Why are more and more pharmaceutical clients and physician practices choosing PARx as their partner to assist with PA management and support?  From a pharma perspective, we have seen more brands abandon their previous “forms based” PA service as they realize that simply sending a PA form to a physician does not ensure that the PA will be submitted.  Several clients commented that they were no longer interested in paying for PAs that are never submitted to plans.

Physician practices are learning that the PA process often doesn’t end when the initial form is submitted to the plan.  Many plans send back second patient-specific forms to be completed.  Follow-up calls to plans to check status often result in long telephone hold times.  In general, practices have come to appreciate the full-service approach to PA management offered by PARx.

PARx launched several new enhancements to our PASS system in 2017.  Early in the year, we introduced our group practice log-in credentials, enabling a designated registrant from a group practice to submit PAs for any physician in the practice under a single user log-in.  At the same time, we simplified our registration process, allowing new users to register and electronically sign their HIPAA business associate agreement at the same time.  In the summer, PARx launched Guest PASS, enabling any physician to submit PAs through PARx Solutions, whether they were registered on not.  We also added a “Chart Upload” feature that makes it much easier to include supportive information from the patient’s medical record.

In 2017, PARx offered our new “PA Card” service.  This new service works in partnership with coupon card providers to identify new Rx’s filled with the assistance of a coupon card but where the primary insurance requires a PA.  In these cases, PARx notifies the prescribing physician that their patient will require a PA in order to get their refills covered by their plan, and provides a unique code where the physician (whether registered or not) can access a partially completed PA for that patient in PASS.

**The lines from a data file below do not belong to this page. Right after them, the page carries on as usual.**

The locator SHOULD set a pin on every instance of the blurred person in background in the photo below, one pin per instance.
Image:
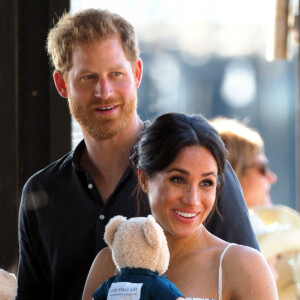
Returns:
(248, 159)
(277, 227)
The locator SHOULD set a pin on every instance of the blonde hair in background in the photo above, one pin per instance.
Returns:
(242, 142)
(88, 26)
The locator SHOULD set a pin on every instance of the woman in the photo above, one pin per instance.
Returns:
(248, 160)
(180, 162)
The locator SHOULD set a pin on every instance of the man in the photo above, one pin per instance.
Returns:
(65, 207)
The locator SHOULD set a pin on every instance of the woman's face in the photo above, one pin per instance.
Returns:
(182, 195)
(256, 182)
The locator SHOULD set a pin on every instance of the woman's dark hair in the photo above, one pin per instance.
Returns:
(161, 142)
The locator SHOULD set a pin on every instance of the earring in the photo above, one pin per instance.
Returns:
(145, 188)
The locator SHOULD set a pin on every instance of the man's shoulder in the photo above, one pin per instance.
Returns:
(54, 169)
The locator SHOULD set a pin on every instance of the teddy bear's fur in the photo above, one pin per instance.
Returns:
(140, 252)
(137, 243)
(8, 285)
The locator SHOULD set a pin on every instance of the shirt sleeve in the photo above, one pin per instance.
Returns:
(232, 224)
(32, 283)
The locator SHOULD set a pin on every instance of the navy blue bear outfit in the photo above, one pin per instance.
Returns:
(137, 282)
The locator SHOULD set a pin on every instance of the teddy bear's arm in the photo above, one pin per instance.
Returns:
(102, 268)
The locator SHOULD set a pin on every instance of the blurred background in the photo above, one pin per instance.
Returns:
(214, 57)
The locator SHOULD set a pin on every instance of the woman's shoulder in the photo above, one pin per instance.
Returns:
(246, 272)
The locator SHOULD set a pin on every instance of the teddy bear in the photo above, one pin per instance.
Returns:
(8, 285)
(141, 254)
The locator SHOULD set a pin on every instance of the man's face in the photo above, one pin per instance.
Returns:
(102, 88)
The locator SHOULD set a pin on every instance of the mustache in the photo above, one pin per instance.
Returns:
(107, 102)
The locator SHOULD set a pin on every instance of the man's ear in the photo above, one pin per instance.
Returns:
(138, 71)
(60, 83)
(143, 180)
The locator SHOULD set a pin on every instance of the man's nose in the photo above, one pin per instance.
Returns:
(103, 89)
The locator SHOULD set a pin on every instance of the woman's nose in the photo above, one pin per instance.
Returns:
(192, 196)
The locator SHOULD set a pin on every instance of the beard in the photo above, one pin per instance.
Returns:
(103, 127)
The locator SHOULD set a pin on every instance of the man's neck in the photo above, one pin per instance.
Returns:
(107, 160)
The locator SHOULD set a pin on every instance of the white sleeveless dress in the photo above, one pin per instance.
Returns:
(220, 277)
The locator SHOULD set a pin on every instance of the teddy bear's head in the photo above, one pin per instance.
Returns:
(137, 243)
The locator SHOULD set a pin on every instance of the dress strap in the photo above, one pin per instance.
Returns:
(220, 270)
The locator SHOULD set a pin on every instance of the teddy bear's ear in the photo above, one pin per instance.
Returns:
(111, 228)
(153, 232)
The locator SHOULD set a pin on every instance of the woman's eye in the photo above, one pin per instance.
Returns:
(207, 182)
(116, 74)
(89, 77)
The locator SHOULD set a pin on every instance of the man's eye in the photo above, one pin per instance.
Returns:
(177, 179)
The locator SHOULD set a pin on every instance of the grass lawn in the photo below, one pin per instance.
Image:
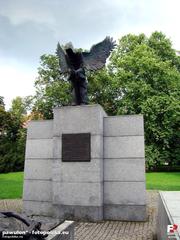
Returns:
(11, 184)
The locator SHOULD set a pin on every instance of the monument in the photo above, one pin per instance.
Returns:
(74, 63)
(84, 164)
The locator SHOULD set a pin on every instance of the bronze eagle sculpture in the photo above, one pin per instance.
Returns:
(75, 63)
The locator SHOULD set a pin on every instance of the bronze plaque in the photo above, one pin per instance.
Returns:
(76, 147)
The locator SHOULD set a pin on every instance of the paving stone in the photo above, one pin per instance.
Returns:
(109, 230)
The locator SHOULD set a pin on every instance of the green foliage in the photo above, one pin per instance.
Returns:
(149, 79)
(11, 185)
(52, 90)
(163, 181)
(142, 77)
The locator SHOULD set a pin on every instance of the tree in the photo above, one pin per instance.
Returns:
(2, 102)
(12, 138)
(142, 77)
(147, 71)
(51, 89)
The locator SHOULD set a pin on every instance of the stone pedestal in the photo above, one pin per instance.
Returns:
(109, 185)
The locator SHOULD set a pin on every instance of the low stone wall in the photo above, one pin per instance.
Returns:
(124, 171)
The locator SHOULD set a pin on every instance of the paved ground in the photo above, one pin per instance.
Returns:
(109, 230)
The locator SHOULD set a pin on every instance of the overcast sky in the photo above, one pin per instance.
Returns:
(30, 28)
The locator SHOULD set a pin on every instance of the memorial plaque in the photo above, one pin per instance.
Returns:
(76, 147)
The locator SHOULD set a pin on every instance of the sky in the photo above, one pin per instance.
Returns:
(30, 28)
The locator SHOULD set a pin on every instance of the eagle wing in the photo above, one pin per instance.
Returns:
(96, 58)
(64, 68)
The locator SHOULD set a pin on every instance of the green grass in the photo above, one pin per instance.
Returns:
(11, 184)
(166, 181)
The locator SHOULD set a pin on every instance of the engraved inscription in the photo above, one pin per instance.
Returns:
(76, 147)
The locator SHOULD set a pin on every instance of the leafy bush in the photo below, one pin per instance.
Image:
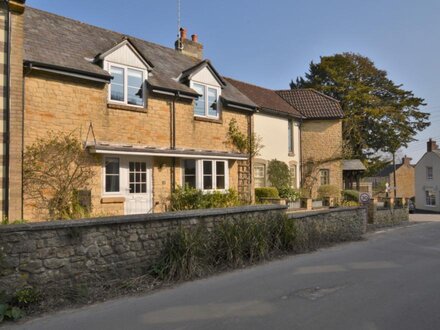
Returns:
(349, 203)
(186, 198)
(266, 192)
(328, 191)
(278, 174)
(289, 193)
(350, 195)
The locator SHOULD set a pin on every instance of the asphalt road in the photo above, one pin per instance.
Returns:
(389, 281)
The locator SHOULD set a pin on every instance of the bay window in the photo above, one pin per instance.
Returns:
(207, 175)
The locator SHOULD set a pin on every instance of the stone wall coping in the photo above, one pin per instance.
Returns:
(300, 215)
(139, 218)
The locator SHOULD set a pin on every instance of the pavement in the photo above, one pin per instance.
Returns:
(391, 280)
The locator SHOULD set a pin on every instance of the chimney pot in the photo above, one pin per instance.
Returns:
(182, 33)
(431, 145)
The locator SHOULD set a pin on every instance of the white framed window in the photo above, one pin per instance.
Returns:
(324, 176)
(290, 133)
(112, 175)
(430, 198)
(259, 175)
(127, 85)
(207, 104)
(429, 173)
(189, 173)
(293, 176)
(205, 174)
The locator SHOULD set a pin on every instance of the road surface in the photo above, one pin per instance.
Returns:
(389, 281)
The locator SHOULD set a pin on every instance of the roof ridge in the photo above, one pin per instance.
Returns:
(309, 89)
(99, 27)
(271, 90)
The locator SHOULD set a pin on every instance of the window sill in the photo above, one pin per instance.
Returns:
(209, 120)
(112, 200)
(126, 107)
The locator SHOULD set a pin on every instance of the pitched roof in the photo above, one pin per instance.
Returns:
(59, 42)
(265, 98)
(353, 165)
(312, 104)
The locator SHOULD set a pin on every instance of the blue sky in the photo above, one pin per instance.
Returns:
(270, 42)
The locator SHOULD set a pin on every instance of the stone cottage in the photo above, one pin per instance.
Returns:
(155, 117)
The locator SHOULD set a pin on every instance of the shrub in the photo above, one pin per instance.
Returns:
(289, 193)
(328, 191)
(350, 195)
(278, 174)
(266, 192)
(186, 198)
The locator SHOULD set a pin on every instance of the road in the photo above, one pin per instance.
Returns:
(389, 281)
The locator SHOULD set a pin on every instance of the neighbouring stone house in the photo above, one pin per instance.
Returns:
(278, 125)
(320, 136)
(155, 117)
(301, 127)
(427, 179)
(405, 179)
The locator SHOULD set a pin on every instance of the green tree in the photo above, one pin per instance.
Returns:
(279, 174)
(55, 169)
(379, 114)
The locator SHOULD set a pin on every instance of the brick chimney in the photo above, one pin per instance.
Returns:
(189, 47)
(431, 145)
(11, 107)
(406, 161)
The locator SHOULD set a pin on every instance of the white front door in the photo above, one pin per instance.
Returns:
(138, 197)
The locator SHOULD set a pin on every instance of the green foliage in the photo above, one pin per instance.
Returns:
(289, 193)
(5, 221)
(241, 142)
(266, 192)
(346, 203)
(328, 191)
(27, 296)
(278, 174)
(186, 198)
(54, 170)
(350, 195)
(184, 255)
(379, 114)
(11, 307)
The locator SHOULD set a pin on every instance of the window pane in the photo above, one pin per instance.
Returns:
(117, 84)
(212, 102)
(112, 183)
(199, 107)
(207, 174)
(207, 167)
(220, 182)
(135, 87)
(112, 166)
(220, 168)
(207, 182)
(290, 136)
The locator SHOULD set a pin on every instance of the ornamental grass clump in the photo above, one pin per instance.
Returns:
(184, 255)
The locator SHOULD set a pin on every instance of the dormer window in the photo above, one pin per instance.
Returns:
(127, 85)
(206, 105)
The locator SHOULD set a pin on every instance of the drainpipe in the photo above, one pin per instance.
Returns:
(8, 108)
(250, 157)
(301, 165)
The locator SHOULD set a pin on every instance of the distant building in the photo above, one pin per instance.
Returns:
(405, 180)
(427, 175)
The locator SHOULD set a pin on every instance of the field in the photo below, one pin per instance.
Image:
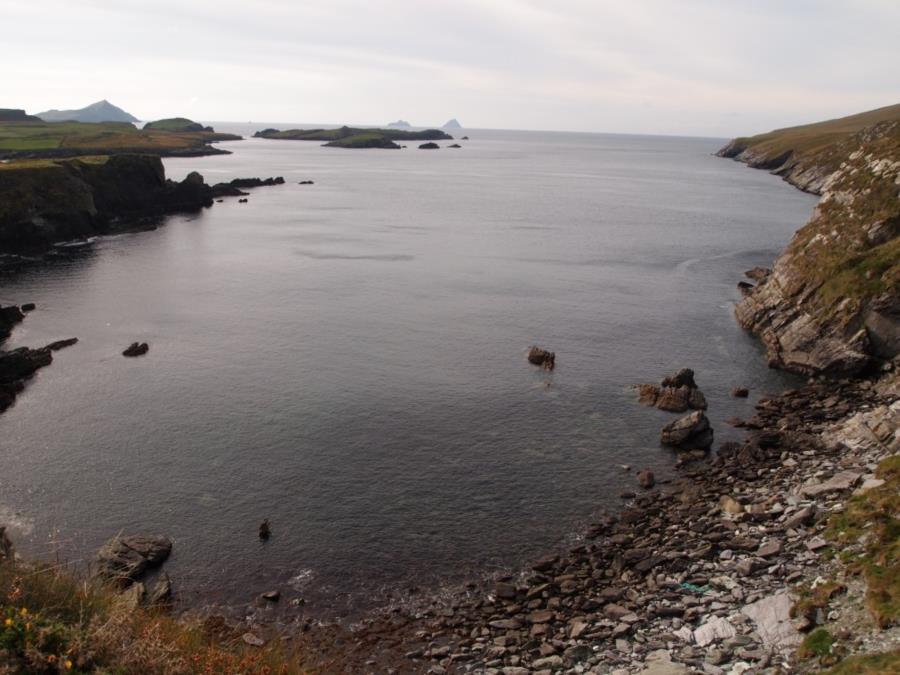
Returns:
(49, 139)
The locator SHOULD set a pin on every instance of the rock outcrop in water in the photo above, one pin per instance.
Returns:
(542, 357)
(830, 304)
(676, 393)
(46, 202)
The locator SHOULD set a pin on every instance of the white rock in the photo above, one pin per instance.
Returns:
(716, 628)
(773, 622)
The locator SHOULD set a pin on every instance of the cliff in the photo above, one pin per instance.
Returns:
(830, 303)
(42, 202)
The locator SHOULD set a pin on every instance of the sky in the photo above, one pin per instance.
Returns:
(687, 67)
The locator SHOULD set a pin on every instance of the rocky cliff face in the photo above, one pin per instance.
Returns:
(46, 202)
(830, 304)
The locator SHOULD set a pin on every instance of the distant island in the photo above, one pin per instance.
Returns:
(350, 137)
(24, 136)
(16, 115)
(177, 124)
(101, 111)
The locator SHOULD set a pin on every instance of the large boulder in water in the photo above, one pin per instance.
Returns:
(691, 432)
(542, 357)
(676, 393)
(125, 559)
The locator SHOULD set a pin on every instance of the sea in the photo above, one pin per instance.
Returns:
(347, 359)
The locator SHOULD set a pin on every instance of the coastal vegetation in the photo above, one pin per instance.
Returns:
(54, 621)
(39, 139)
(831, 302)
(177, 124)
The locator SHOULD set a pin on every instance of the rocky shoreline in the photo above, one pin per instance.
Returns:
(75, 199)
(699, 576)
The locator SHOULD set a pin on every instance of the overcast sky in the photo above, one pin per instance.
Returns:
(697, 67)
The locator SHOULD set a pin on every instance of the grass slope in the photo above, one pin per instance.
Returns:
(72, 138)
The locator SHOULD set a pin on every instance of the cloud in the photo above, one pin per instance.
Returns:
(645, 66)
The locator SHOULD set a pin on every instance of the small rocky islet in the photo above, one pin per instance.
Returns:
(722, 570)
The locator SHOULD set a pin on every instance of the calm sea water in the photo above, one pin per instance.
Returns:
(347, 359)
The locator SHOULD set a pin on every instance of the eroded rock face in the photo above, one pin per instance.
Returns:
(676, 393)
(691, 432)
(125, 560)
(831, 304)
(542, 357)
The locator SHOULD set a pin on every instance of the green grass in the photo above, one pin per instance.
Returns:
(816, 645)
(870, 664)
(875, 514)
(87, 138)
(343, 133)
(54, 622)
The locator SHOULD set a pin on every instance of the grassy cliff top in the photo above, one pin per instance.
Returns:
(47, 139)
(806, 144)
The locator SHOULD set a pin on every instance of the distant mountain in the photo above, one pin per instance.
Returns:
(101, 111)
(16, 115)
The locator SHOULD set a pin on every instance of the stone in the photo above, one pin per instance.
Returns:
(713, 630)
(253, 640)
(769, 549)
(730, 505)
(771, 615)
(125, 559)
(646, 479)
(542, 357)
(136, 349)
(689, 432)
(505, 590)
(838, 483)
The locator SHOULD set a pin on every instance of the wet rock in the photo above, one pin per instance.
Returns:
(676, 393)
(646, 479)
(689, 432)
(136, 349)
(773, 623)
(542, 357)
(126, 559)
(61, 344)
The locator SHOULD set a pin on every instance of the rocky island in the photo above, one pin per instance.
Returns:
(350, 137)
(28, 137)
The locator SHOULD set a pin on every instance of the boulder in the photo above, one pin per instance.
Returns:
(124, 560)
(542, 357)
(6, 547)
(691, 432)
(676, 393)
(646, 479)
(136, 349)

With 2017 in the rearview mirror, we are excited about what is in store for PARx in 2018.  We expect to continue to add new capabilities and services to support our physician practices and pharma clients.  By mid-year, PARx will introduce our new electronic PA (ePA) capability.  The PARx ePA service will be a unique “hybrid” service offering both speed and convenience for PA submissions to plans that are “ePA ready,” while continuing to provide our high level of full-service support for submissions to plans that are not yet equipped to handle ePAs.  This whole process will be “invisible” to physician practices as they will simply access all their PAs through our PASS portal as they have done in the past.  We are confident that our approach to ePA will set a high standard for PA support in the industry.

As always, I want to thank all of our physicians, their staff, and our pharmaceutical clients for their support and I look forward to working together in 2018 and beyond.